Nearly half of British small and medium business owners have never heard of the incoming EU General Data Protection regulation, according to Aldermore’s Future Attitudes survey.
The data also revealed that only one in ten enterprises had taken steps to fully comply with the new rules that will apply from May 2018, with the rest saying they did not understand requirements or needed further guidance.
55% also said they were not concerned by the impact from possible cybercrime. This was despite the fact that two-thirds of the survey’s enterprises experienced cyberattacks at some point in their lifetime.
Carl D’Ammassa, Aldermore’s group managing director for Business Finance, called the results “worrying”.
“Data privacy, the appropriate use of customer information and breach notifications all need to be taken incredibly seriously. This is made especially apparent when one considers the increased sanctions businesses face if they don’t keep to the new regulations,” he said.

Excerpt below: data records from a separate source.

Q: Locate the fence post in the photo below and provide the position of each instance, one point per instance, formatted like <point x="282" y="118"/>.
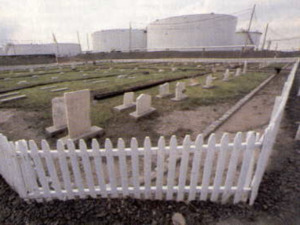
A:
<point x="262" y="162"/>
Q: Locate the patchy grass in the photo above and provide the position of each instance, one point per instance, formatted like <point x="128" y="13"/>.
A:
<point x="120" y="124"/>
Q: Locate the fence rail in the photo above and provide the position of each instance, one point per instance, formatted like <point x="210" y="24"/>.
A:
<point x="219" y="170"/>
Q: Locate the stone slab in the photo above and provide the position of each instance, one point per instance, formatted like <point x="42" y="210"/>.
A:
<point x="120" y="108"/>
<point x="208" y="87"/>
<point x="52" y="131"/>
<point x="78" y="109"/>
<point x="148" y="112"/>
<point x="163" y="96"/>
<point x="128" y="102"/>
<point x="47" y="87"/>
<point x="13" y="98"/>
<point x="94" y="131"/>
<point x="59" y="89"/>
<point x="9" y="94"/>
<point x="178" y="100"/>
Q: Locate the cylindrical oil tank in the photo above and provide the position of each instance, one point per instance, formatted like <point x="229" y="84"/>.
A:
<point x="62" y="49"/>
<point x="242" y="36"/>
<point x="123" y="40"/>
<point x="192" y="32"/>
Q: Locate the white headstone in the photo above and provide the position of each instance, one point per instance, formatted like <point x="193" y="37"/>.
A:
<point x="194" y="82"/>
<point x="245" y="67"/>
<point x="208" y="82"/>
<point x="164" y="90"/>
<point x="58" y="116"/>
<point x="23" y="82"/>
<point x="238" y="72"/>
<point x="128" y="102"/>
<point x="78" y="116"/>
<point x="226" y="75"/>
<point x="143" y="106"/>
<point x="180" y="87"/>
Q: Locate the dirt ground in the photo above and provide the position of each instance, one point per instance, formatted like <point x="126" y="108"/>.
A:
<point x="276" y="203"/>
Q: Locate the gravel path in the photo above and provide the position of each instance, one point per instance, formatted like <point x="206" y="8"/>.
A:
<point x="277" y="202"/>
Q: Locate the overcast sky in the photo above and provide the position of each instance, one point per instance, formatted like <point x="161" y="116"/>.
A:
<point x="26" y="21"/>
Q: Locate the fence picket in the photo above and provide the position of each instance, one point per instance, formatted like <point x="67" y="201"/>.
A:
<point x="261" y="163"/>
<point x="99" y="168"/>
<point x="208" y="166"/>
<point x="135" y="168"/>
<point x="87" y="168"/>
<point x="160" y="168"/>
<point x="196" y="167"/>
<point x="111" y="168"/>
<point x="171" y="168"/>
<point x="183" y="168"/>
<point x="220" y="167"/>
<point x="64" y="169"/>
<point x="276" y="106"/>
<point x="250" y="142"/>
<point x="250" y="170"/>
<point x="237" y="144"/>
<point x="147" y="168"/>
<point x="27" y="170"/>
<point x="3" y="156"/>
<point x="39" y="169"/>
<point x="123" y="167"/>
<point x="75" y="169"/>
<point x="51" y="168"/>
<point x="19" y="184"/>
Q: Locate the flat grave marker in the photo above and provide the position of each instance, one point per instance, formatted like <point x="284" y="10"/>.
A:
<point x="78" y="109"/>
<point x="164" y="90"/>
<point x="179" y="95"/>
<point x="59" y="117"/>
<point x="128" y="102"/>
<point x="143" y="107"/>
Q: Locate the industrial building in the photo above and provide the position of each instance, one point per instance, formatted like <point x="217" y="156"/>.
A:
<point x="192" y="32"/>
<point x="60" y="49"/>
<point x="123" y="40"/>
<point x="252" y="37"/>
<point x="209" y="32"/>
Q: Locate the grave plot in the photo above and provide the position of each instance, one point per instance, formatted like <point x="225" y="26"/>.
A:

He added: “The danger of cyber-attacks for all businesses, not just SMEs, is an ever present one and is something that is likely to increase as economic activity moves to the digital world. With these attacks having a significant financial and reputational impact on a business, it is crucial all SMEs take adequate time to analyse and protect themselves against this threat.”
The GDPR comes into effect next May, and businesses from across the globe will have to comply with its practices if they want to offer goods and services in Europe. Personal data will have to be stored in a format that’s transferrable and erasable if the customer so wishes.
Most importantly, businesses will have to appoint a dedicated data protection officer, and notify customers of any data breach within 72 hours.
Fines for not complying are hefty: businesses will have to pay 4% of their annual turnover or €20m (£18m), whichever is biggest.
Only half of business owners interviewed by Aldermore said they have policies in place to deal with data breaches, though not necessarily ones that comply with the GDPR. More than one in ten outright stated they could not afford to adequately protect their data.